Теперь я хочу рассказать о еще одной отличительной черте литианской цивилизации. Неважно, воспримете ли вы этот факт как доказательство моей точки зрения или нет. Дело в том, что литиане подчиняются лишь логике. У них нет богов, нет мифов, нет легенд – нет всего того, что сопровождает любого землянина независимо от его происхождения. Они не верят в сверхъестественное, в то, что на современном варварском жаргоне мы называем «паранормальными явлениями». У них нет традиций. У них нет табу. У них нет никаких верований. Они рациональны как машина. От органического компьютера литианин отличается фактически лишь тем, что он обладает этическим кодексом и следует этому кодексу в жизни.
Но все это – я прошу вас обратить внимание – абсолютно неестественно. Их разум основан на наборе аксиом и суждений которые были «заданы» со дня творения, причем литиане и не допускают, что когда-нибудь существовал Тот Кто Дал Закон. Для любого литианина, для того же Чтексы, например, каждый индивидуум является святыней. Почему? Наверняка не из рассудочных соображений, потому что это утверждение невозможно логически обосновать. Это аксиома. Чтекса верит в юридическую защиту, в равенство всех перед законом. Почему? Можно вести себя разумно исходя из утверждения, но не обосновывать логически свой путь к нему.
Если вы допустите, что степень ответственности перед законом зависит от вашего возраста, профессии или семейного положения, то ваше поведение может логически следовать из одного из этих предположений; хотя и к этому невозможно прийти, опираясь лишь на разум. Кто-то начнет с утверждения: «Я думаю, что люди должны быть равны перед законом. «Это мнение существует на уровне убеждения. И не более того. Литианская цивилизация так упорядочена, что приходится предположить, что можно дойти до основополагающих заповедей христианства и всей Западной цивилизации Земли, при помощи одного лишь голого разума, хотя абсолютно очевидно, что это невозможно.

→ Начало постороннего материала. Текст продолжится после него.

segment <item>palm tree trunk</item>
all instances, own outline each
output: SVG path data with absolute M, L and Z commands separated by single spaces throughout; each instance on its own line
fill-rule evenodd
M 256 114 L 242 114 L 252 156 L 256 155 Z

– Это аксиомы, – проворчал Кливер. – К такому не придешь и при помощи веры. До этого вообще не додумаешься. Это самоочевидно.
– Подобно аксиоме о том, что к данной прямой линии можно провести только одну параллельную прямую? Продолжайте, Кливер, вы же физик; бросьте в меня камнем и скажите, что то, что он твердый – самоочевидно.
Это странно, – тихо сказал Микелис, – что хотя литианская культура фактически основана на аксиомах, литиане об этом даже понятия не имеют. Рамон, раньше я не мог сформулировать свои сомнения, но меня тоже смутила бездоказательность многих их суждений. Посмотрите, чего они достигли, например, в физике твердого тела. Эта наука является примером логического построения, и аксиому о реальности материи получаешь, когда доходишь до ее основ. Откуда они это знают? Как же логика ведет их к знанию? Если я скажу что атом это просто дырка-в-дырке-через-дырку, то где же здесь сможет вмешаться разум?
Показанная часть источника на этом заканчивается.